Ростоцкий смотрел на него исподлобья, вдруг с силой сжав ягодицы сидевшей рядом девицы. Та вскрикнула, испуганно взглянув на него, но он лишь пьяными, налитыми кровью глазами следил за Шацким. На время голоса и звон бокалов потерялись в громких песнях цыган, которые по знаку Кленова со всех сторон обступили диван и кресла вокруг стола. Они пели свои протяжные песни, пританцовывая и зычно подстрекая гостей больше пить и заказывать песни.
Ольга невольно в замешательстве смотрела на все, сидя в стороне, закрытая от шумной компании яркими рубахами цыган. Снова и снова бросала взгляд на дремавшего в кресле Мясникова, с досадой постукивая пальцами по столу и размышляя, остаться и подождать, или все же уйти.
Кленов снова распорядился на счет вина, несколько раз поднимался из-за стола на правах хозяина, взмахивал бутылкой с вином, разливая его по бокалам, и громко говорил:
— Выпьем, господа, что нам еще остается? Будем веселиться и наслаждаться жизнью, и пусть этот мир катится в тартарары! И ты, Ростоцкий, катись к черту со своими новыми дружками! — затем он почти падал на диван, давно скинув пиджак и позволяя двум как две капли воды похожим девицам ласкать свою шею и целовать по очереди в губы.
Дмитрий Иванович, откинувшись на спинку дивана, выставив свой крупный живот, обнимая широкобедрую девицу в шляпе с перьями, несколько раз озадаченно посмотрел на Кленова, делая ему какие-то знаки в сторону сильно захмелевшего комиссара. Сам он тоже раскраснелся, сильнее расстегивая ворот рубахи.
— В тартарары! — вдруг воскликнул Мясников, тяжело поднимаясь на пьяных ногах. — К черту всех! К черту большевиков! К черту Керенского! Вина и шлюх!
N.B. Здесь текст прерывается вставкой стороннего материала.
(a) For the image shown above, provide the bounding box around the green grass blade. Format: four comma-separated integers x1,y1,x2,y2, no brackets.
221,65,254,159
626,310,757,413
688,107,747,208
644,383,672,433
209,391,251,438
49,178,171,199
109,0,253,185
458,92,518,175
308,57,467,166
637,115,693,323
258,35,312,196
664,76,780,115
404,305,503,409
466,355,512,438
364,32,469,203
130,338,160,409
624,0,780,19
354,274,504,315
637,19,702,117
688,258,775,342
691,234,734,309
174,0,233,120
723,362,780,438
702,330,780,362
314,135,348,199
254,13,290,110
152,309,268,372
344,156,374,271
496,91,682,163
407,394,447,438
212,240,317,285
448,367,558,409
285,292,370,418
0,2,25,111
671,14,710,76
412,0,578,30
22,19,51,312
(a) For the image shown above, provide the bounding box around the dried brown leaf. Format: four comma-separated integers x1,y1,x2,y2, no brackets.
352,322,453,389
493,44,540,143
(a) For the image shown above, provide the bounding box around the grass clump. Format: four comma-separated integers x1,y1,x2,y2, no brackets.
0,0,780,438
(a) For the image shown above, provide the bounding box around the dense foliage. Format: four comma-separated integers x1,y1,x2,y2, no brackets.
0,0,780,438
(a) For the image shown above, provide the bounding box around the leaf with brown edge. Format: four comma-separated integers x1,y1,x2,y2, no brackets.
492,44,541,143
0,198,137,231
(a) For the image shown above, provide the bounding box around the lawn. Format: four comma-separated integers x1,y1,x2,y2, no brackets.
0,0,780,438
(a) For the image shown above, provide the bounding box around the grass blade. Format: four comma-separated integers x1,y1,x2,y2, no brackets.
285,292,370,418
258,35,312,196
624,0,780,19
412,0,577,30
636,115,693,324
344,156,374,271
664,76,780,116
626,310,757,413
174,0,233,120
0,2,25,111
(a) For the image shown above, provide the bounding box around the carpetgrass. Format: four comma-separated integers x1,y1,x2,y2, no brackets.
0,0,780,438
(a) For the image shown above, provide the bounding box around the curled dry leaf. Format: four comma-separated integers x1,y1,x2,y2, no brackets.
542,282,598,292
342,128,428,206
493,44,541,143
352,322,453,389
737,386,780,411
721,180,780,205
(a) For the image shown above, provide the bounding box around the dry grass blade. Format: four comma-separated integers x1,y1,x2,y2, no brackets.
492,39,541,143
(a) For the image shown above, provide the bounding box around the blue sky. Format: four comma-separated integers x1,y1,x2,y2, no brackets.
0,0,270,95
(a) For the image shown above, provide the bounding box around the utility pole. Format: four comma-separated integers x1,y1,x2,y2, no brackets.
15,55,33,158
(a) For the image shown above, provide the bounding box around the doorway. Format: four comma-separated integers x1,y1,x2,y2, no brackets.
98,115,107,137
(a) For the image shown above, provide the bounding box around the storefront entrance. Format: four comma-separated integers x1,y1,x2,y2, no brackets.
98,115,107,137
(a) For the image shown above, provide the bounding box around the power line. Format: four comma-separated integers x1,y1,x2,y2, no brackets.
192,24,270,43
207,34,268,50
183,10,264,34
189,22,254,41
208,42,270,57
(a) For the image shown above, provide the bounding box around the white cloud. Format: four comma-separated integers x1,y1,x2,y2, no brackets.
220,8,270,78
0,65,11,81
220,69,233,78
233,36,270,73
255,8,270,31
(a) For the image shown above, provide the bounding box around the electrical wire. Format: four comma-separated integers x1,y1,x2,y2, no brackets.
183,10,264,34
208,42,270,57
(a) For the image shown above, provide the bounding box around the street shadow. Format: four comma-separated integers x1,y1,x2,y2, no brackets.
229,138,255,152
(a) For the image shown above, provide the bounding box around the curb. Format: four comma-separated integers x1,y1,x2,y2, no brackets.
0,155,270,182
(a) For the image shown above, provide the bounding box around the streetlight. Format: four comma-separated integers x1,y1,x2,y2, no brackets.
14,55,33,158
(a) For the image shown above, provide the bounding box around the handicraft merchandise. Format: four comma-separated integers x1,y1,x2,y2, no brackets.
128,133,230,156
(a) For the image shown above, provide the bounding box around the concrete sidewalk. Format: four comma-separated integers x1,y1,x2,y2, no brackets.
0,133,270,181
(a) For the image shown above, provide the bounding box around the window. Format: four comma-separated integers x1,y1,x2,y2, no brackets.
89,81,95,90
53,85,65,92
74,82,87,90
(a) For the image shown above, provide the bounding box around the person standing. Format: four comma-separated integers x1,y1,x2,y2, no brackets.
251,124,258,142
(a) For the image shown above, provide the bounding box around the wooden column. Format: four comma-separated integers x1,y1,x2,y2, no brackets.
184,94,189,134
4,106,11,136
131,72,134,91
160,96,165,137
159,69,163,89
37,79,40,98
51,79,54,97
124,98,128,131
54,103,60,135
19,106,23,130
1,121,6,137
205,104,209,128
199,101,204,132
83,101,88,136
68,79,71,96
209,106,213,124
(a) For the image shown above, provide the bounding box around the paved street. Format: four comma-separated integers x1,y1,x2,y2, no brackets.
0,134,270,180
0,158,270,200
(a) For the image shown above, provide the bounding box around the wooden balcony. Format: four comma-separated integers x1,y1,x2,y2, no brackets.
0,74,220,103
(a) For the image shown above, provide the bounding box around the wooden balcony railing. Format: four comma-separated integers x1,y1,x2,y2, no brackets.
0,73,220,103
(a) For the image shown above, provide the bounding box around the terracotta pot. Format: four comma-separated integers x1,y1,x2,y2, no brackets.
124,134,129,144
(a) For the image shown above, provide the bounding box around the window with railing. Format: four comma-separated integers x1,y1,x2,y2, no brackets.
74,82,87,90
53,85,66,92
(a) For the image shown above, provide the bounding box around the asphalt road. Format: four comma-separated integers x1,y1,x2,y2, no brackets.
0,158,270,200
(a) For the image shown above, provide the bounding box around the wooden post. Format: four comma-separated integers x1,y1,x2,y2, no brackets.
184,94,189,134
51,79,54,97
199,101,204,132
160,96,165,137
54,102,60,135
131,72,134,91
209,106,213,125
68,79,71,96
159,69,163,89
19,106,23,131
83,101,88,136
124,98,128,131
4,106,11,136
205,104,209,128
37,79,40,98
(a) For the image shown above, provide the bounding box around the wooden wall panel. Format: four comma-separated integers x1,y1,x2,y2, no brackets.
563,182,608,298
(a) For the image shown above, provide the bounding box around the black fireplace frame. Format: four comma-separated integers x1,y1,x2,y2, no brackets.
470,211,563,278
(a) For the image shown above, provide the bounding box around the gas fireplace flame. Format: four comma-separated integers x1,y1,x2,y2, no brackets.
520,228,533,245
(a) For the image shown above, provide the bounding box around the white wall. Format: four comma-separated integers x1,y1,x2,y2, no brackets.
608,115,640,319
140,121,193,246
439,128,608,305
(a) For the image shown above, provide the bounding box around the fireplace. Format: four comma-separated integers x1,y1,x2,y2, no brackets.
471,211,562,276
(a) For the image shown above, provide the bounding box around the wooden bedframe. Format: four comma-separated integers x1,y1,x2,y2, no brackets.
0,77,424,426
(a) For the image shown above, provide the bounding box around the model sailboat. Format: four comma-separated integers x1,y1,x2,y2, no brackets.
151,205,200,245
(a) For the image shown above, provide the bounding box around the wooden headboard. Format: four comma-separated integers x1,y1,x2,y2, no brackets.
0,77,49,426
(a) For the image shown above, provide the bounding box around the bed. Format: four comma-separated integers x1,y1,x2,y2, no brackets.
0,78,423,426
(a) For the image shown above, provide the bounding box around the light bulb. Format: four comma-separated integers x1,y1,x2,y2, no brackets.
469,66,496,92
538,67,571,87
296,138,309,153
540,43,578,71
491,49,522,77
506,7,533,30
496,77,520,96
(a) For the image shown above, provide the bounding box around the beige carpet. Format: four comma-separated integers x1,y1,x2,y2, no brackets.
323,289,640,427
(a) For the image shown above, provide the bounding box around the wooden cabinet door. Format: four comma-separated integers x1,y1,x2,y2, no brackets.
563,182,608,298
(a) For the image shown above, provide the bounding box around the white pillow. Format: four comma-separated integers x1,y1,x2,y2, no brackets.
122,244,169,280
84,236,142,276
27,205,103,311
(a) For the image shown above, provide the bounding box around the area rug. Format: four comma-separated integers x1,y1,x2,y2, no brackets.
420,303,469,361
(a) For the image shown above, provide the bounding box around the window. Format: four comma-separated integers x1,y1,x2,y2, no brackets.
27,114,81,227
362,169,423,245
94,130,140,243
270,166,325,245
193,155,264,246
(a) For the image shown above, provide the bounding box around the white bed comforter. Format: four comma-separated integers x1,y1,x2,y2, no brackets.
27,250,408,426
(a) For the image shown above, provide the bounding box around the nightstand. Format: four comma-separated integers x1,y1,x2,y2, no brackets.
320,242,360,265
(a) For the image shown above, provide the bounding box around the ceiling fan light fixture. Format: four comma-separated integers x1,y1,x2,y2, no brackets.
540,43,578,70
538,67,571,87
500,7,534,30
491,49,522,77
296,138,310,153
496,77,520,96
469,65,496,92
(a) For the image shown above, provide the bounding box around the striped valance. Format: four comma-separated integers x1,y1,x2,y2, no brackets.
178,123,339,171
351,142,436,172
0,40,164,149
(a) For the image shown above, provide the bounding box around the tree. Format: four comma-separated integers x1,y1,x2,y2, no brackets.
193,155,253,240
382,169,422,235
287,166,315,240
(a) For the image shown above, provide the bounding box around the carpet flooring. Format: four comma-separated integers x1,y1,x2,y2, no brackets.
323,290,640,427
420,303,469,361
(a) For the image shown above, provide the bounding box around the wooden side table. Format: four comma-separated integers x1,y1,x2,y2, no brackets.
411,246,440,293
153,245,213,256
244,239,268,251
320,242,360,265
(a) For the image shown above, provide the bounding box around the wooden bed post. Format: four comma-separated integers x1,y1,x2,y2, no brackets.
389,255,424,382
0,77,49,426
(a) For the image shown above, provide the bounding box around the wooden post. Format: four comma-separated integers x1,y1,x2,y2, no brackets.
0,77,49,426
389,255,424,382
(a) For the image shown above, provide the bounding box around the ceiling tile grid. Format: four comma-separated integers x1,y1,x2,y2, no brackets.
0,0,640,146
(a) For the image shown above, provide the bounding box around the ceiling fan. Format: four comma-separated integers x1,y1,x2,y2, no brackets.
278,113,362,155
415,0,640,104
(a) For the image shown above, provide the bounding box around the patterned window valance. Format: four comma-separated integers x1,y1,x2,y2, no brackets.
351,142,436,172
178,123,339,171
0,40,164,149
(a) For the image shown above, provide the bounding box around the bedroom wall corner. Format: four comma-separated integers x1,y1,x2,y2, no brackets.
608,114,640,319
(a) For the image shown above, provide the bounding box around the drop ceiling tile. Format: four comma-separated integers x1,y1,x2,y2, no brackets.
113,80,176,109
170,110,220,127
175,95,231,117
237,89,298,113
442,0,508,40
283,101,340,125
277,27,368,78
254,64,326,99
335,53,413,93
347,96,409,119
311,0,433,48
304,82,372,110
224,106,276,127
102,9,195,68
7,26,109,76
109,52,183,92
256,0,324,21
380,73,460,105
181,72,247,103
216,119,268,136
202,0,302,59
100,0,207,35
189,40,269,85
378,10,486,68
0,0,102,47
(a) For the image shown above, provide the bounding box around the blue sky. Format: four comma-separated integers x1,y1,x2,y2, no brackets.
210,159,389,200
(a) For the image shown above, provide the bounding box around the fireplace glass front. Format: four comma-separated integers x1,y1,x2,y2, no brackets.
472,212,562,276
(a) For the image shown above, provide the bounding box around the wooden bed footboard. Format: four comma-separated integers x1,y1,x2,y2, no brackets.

Шацкий насмешливо дернул его за локоть, от чего Мясников рухнул в кресло, слегка потеряв равновесие, расплескав вино. А Никита вдруг поднял свой бокал и, глядя в упор в глаза улыбающейся темноволосой девице, громко произнес:
— Господа, давайте выпьем за неизменные радости: отличное вино и замечательных девочек мадам Лебедянской. Ну, же! — он насмешливо окинул взглядом всех. — Дамы, за вас! — Шацкий обвел глазами девушек за столом, подмигнув им. Со всех сторон послышались их довольные аплодисменты и смех, и вдруг поднялся, взметнув вверх крепкими руками девицу, что сидела у него на коленях. Она взвизгнула и захохотала, хватаясь за его шею. А Шацкий закружился с ней под звуки гитары, слегка пошатываясь на пьяных ногах, и вдруг поставил ее на соседний стол, не замечая сидевшую тут же Ольгу. Под подбадривающие крики и смех он принялся хлопать в ладоши, горячими пьяными глазами глядя на нее, делая знаки цыганам, которые окружили Люси, играя ритмичную мелодию на гитарах.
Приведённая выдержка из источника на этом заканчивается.